Isabella Ducrot uzun yıllar boyunca çapraz ipliklere takıntısını sürdürdü.
2018'de, Simone Martini'nin Floransa'daki Uffizi'de asılı olan 1333 tarihli Müjde tablosundaki atkıların nasıl şekillendiğine daha yakından baktı ve ayrıntıların bu kadar titizlikle yerleştirilmesine rağmen tarihçiler tarafından nasıl büyük ölçüde göz ardı edildiğine odaklandı.
Sanatçıların ortaya çıkardığı resimler New York, Köln ve Berlin'deki galeri sergilerinde yer aldı ve şimdi de Dior'un izniyle podyuma çıkarıldı. Grubun kreatif direktörü Maria Grazia Chiuri, çalışmaları tarzla ilgilenen kadın sanatçılarla yakınlaşarak Fransız evinin kimliğini güncellemeye çalıştı. Bu, 93 yaşındaki Napoli merkezli sanatçıyı doğal bir uyum haline getiriyor.

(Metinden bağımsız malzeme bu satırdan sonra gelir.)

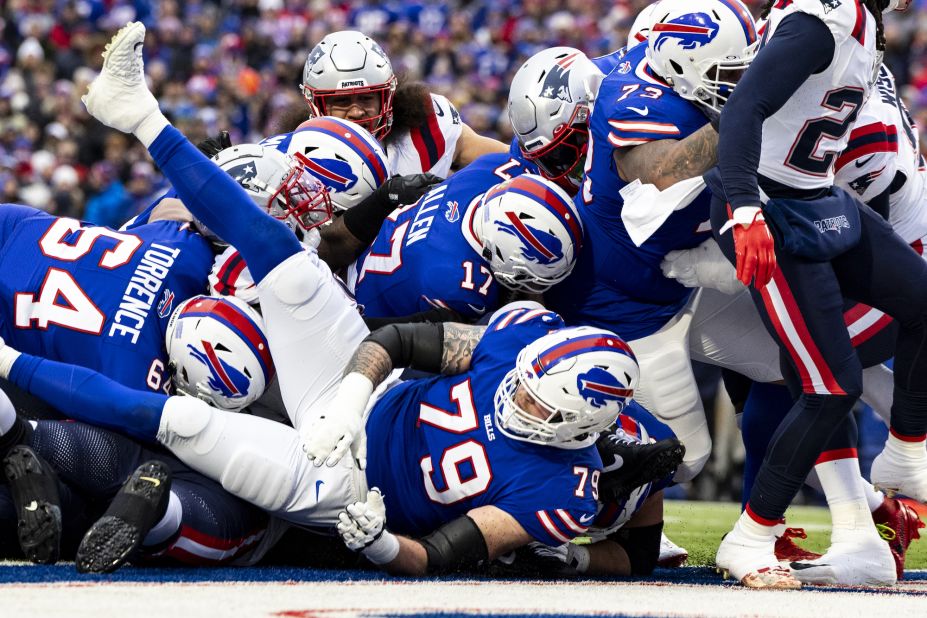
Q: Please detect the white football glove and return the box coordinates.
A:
[337,487,399,564]
[660,238,744,294]
[303,372,373,470]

Ducrot, Galerie Giselle Capitain tarafından yakın zamanda keşfedilmiş olsa da, sanat dünyasının üst katmanına yabancı değildi. Cy Twombly ve İtalyan tasarımcı Federico Forquet'in tanıdığı biri olan İtalyan bir tur operatörüyle olan evliliği, Orta Doğu ve Asya'nın bazı bölgelerine yıllarca seyahat etmesini sağladı; buralarda kökeni Doğu olan tekstillere duyulan ilgi ortaya çıkmaya başladı.

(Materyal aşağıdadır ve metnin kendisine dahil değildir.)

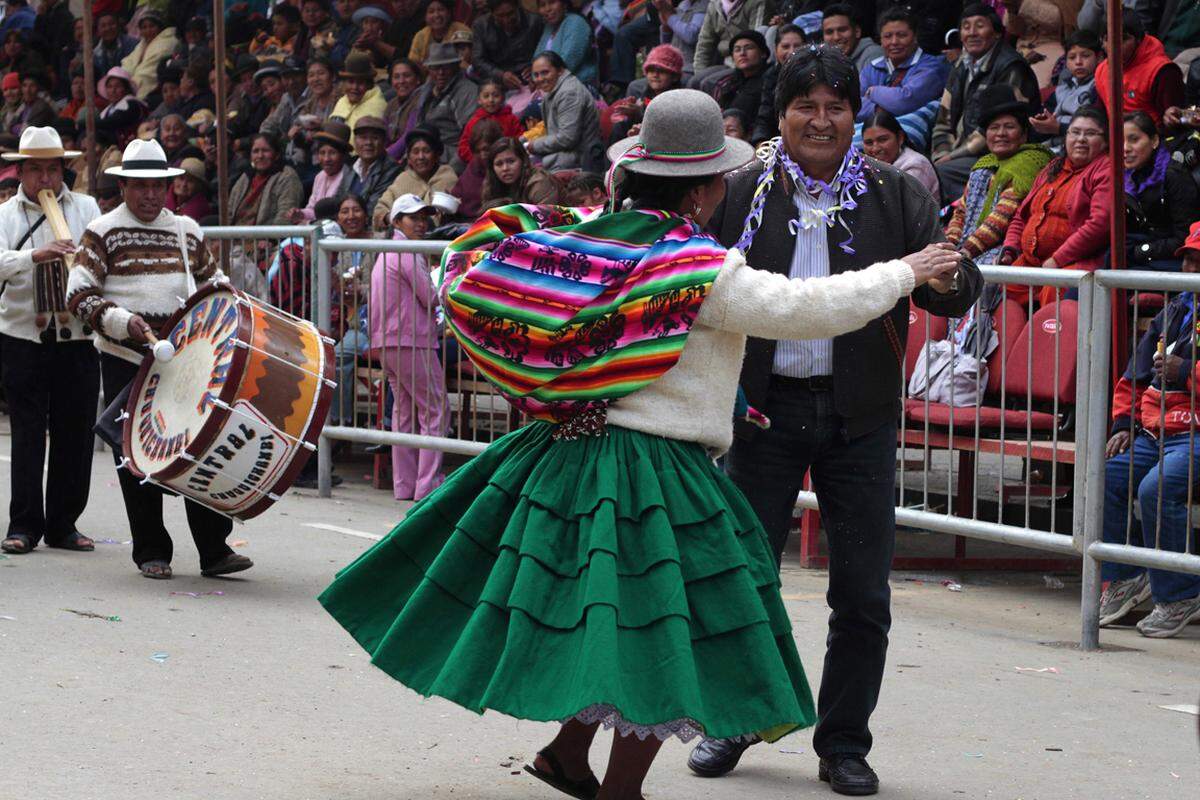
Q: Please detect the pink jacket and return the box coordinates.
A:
[367,230,438,350]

Sahne arkasında Chiuri, kendisini Ducrot'ya çeken şeyin İtalyan sanatçıların, giyenin bedenini abartan ve çarpıtan Osmanlı kraliyet elbisesine göndermeleri olduğunu söyledi.
Dior'un Paris'teki defilesi için Ducrot, defilenin sahne yönetmeni olarak görevlendirildi ve modern öncesi dönemleri anımsatan büyük beden elbiselerin yer aldığı damalı bir fon yarattı. Gösteri öncesi notlarında Chiuri, Ducrot'nun "vücut ve elbise arasındaki" "çözülemez" ilişkiyi ortaya çıkardığını söyledi.
Musée Rodin'de en son koleksiyonunu görücüye çıkaran Chiuri'nin son tasarımları, "La Cigale" olarak bilinen 70 yıllık Dior prototipini yeniden ele aldı. 1952'de ortaya çıkan bu elbise, Vogue'un bir zamanlar giysilere ağır metalden dövülmüş gibi göründüğünü söylediği ipeksi bir kumaş olan hareli kumaştan yapılmıştı.
Chiuri'nin vizyonu, elbiseyi mimari bir unsur olarak ele alan Ducrot'nun yaklaşımının bazı yönlerini taklit ediyor gibiydi. Pazartesi günü, yere kadar uzanan siyah elbiselerin boyutları kasıtlı olarak büyütüldü ve ağırlık sahibi oldukları yanılsamasını verecek şekilde yapılandırıldı; Gri renkli iki parçalı takımlar neredeyse kromu anımsatan bir parlaklık yayarken, tüylerden oluşan takımlar narin olmaktan çok hayvansal görünüyordu.